The fact is, you’ll never be 100% certain what your system or processes will do under various scenarios so game-day testing is important. It’s something we do regularly at the New Relic European Development Center in Barcelona:
What you need to write-up a game-day testing scenario:
What the test is and why you’re running it (generally just a paragraph).
Details on where the game-day testing will take place. You can list things like servers or application URIs here.
💠 The process. Details such as how frequently game-day testing should take place and the steps needed to execute a game-day scenario. Provide a link to your “mock” incident game-day doc. Also, call out if this is a good ad-hoc scenario (that is, a scenario that can be run outside of the context of a normal game-day test).
💠 The important stuff. Here I call out the exceptional. Meaning that if there was a list of three things that were “musts” for the test to run, or that were critical to the business, document what they are and how can you can game-day them.
💠 The unexpected. This is my favorite section. This is where I call out how to create unpredictable events in my system. These can be automated (like Netflix’s chaos monkey) or manual such as “turn off web jobs.”
💠 What to do with issues found. This is a great section to focus on some process. Here you can detail processes and actions to take when the system reports unexpected results. Generally, you might detail your bug reporting workflow or hotfix process. This is an important section because you want to call out the fact that the game-day process should create artifacts that you can act on.

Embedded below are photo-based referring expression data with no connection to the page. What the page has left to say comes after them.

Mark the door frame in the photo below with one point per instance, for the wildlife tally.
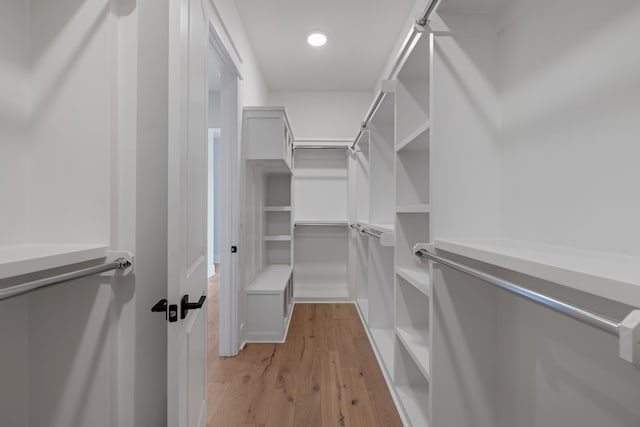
(229, 197)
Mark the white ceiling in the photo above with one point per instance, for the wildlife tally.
(361, 35)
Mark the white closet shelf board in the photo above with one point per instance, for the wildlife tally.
(418, 140)
(414, 208)
(612, 276)
(273, 278)
(329, 222)
(315, 295)
(416, 277)
(363, 305)
(384, 341)
(383, 228)
(24, 259)
(277, 238)
(277, 209)
(417, 348)
(413, 400)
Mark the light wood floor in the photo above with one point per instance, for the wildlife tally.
(324, 375)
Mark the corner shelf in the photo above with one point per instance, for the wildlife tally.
(24, 259)
(273, 278)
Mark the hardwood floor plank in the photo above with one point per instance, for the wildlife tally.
(325, 375)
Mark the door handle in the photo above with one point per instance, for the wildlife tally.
(185, 305)
(163, 306)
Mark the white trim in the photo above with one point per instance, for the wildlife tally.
(218, 33)
(228, 302)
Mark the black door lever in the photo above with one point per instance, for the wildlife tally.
(163, 306)
(185, 305)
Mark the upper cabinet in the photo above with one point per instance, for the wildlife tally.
(268, 134)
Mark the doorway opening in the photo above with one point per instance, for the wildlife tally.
(215, 268)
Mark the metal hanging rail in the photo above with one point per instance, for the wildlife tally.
(320, 147)
(596, 320)
(320, 224)
(408, 44)
(118, 264)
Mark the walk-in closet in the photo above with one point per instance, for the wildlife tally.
(426, 213)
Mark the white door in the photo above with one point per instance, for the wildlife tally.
(187, 215)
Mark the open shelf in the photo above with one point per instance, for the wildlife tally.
(417, 347)
(412, 178)
(384, 341)
(277, 208)
(611, 276)
(414, 400)
(418, 140)
(273, 278)
(412, 91)
(412, 387)
(335, 293)
(381, 163)
(417, 276)
(412, 323)
(24, 259)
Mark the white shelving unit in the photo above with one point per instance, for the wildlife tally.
(269, 212)
(514, 151)
(392, 174)
(321, 192)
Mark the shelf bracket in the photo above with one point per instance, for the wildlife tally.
(629, 334)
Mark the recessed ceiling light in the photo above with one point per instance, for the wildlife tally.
(317, 39)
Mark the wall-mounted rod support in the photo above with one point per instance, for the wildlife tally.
(369, 233)
(424, 19)
(627, 330)
(118, 264)
(596, 320)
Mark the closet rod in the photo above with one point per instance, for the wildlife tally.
(321, 224)
(118, 264)
(596, 320)
(321, 147)
(407, 46)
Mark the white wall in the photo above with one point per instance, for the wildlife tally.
(331, 115)
(571, 102)
(13, 105)
(14, 314)
(252, 91)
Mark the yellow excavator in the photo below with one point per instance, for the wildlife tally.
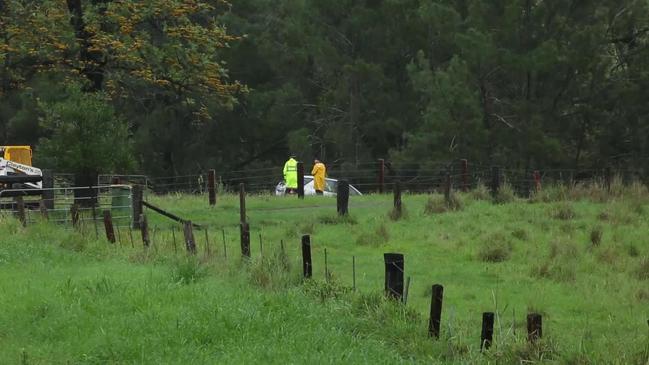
(17, 172)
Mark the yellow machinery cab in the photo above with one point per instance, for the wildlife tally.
(18, 154)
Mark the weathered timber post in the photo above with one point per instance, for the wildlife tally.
(495, 180)
(48, 189)
(447, 189)
(42, 206)
(245, 239)
(381, 175)
(136, 203)
(537, 181)
(74, 214)
(354, 273)
(464, 168)
(394, 268)
(190, 243)
(225, 248)
(20, 210)
(534, 327)
(144, 228)
(486, 338)
(300, 180)
(211, 186)
(342, 197)
(242, 203)
(108, 226)
(608, 178)
(307, 267)
(435, 311)
(397, 199)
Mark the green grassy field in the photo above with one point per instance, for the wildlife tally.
(581, 258)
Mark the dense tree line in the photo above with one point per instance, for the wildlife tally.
(177, 86)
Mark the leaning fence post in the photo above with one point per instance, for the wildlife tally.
(242, 203)
(300, 180)
(534, 327)
(394, 268)
(435, 311)
(464, 166)
(144, 228)
(447, 189)
(20, 210)
(397, 199)
(48, 189)
(211, 186)
(74, 214)
(487, 334)
(381, 175)
(607, 178)
(136, 202)
(108, 225)
(307, 267)
(245, 239)
(537, 181)
(342, 197)
(190, 243)
(495, 180)
(42, 206)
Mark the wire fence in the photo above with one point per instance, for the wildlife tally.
(379, 176)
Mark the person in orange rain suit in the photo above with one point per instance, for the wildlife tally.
(319, 173)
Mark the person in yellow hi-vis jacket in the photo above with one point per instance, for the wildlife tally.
(319, 173)
(290, 175)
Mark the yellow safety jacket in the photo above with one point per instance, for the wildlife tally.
(319, 173)
(290, 173)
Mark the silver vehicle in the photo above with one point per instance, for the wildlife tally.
(331, 186)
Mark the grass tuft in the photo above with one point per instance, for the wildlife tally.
(642, 272)
(480, 193)
(437, 204)
(596, 234)
(188, 270)
(495, 248)
(505, 194)
(338, 219)
(564, 211)
(379, 236)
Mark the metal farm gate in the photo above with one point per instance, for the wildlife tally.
(70, 205)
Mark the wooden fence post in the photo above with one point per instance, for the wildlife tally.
(20, 210)
(190, 243)
(397, 199)
(136, 202)
(495, 180)
(42, 206)
(381, 175)
(307, 267)
(447, 189)
(607, 178)
(394, 268)
(464, 166)
(435, 311)
(342, 197)
(537, 181)
(242, 203)
(211, 186)
(300, 180)
(487, 330)
(144, 228)
(48, 189)
(534, 327)
(244, 227)
(108, 225)
(74, 214)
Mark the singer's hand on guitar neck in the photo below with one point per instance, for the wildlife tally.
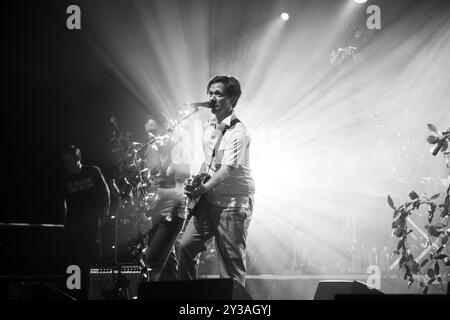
(194, 191)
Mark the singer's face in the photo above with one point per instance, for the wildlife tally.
(222, 105)
(70, 163)
(152, 128)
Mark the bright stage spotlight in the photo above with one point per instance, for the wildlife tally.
(284, 16)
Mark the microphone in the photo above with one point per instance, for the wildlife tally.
(204, 104)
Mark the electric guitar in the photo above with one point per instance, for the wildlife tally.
(192, 184)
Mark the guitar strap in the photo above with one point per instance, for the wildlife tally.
(232, 123)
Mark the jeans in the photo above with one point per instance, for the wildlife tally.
(160, 255)
(229, 226)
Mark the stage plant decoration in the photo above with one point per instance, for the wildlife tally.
(431, 267)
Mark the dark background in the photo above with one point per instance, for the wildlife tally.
(58, 93)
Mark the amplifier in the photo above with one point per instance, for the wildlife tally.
(114, 283)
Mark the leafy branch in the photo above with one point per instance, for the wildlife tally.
(429, 268)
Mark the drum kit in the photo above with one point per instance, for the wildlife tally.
(135, 187)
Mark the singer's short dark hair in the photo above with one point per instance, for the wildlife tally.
(73, 151)
(232, 87)
(159, 118)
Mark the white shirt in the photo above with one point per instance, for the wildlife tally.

💠 Holes and future changes. Consider this your informal backlog. I put it with the game-day because I want to call out “Hey, we’re not covered here!” or “I really think we can improve here.” This way, pain points are always top of mind.
Things to keep in mind:
💠 Game-day testing is best done in a group, although can be done individually.
💠 Ask other people outside of your immediate team to help you create different scenarios and help you “break my system.”
💠 Doing things manually is a healthy way to better understand the current state of your system. Choose a few of the scenarios and do them in random order instead of just running through a script, one by one.
💠 Write down your hypothesis on what you think will happen when you execute a scenario. Investigate the results when it doesn’t match your expectations.
💠 Make sure you proactively communicate to all parties who might get alerts and notifications about this system that you are running tests. You don’t want to concern people unnecessarily!
💠 Document the bugs you encounter during your test so you can work on them later.
💠 All artifacts in your game-day “system” (documents, scripts, users, and systems) should be organic and updated often.
Focus on the learning
What could be more fun than breaking your software? Breaking your processes, of course!. The most important aspect of game-day testing is that you actually do it – when you run these tests, your app might survive or it might not. Game-day testing is meant to prevent future misery and, more importantly, as a software developer you should always make sure to take the hits before your users do. The crucial part is that you learn from the exercise regardless of the outcome.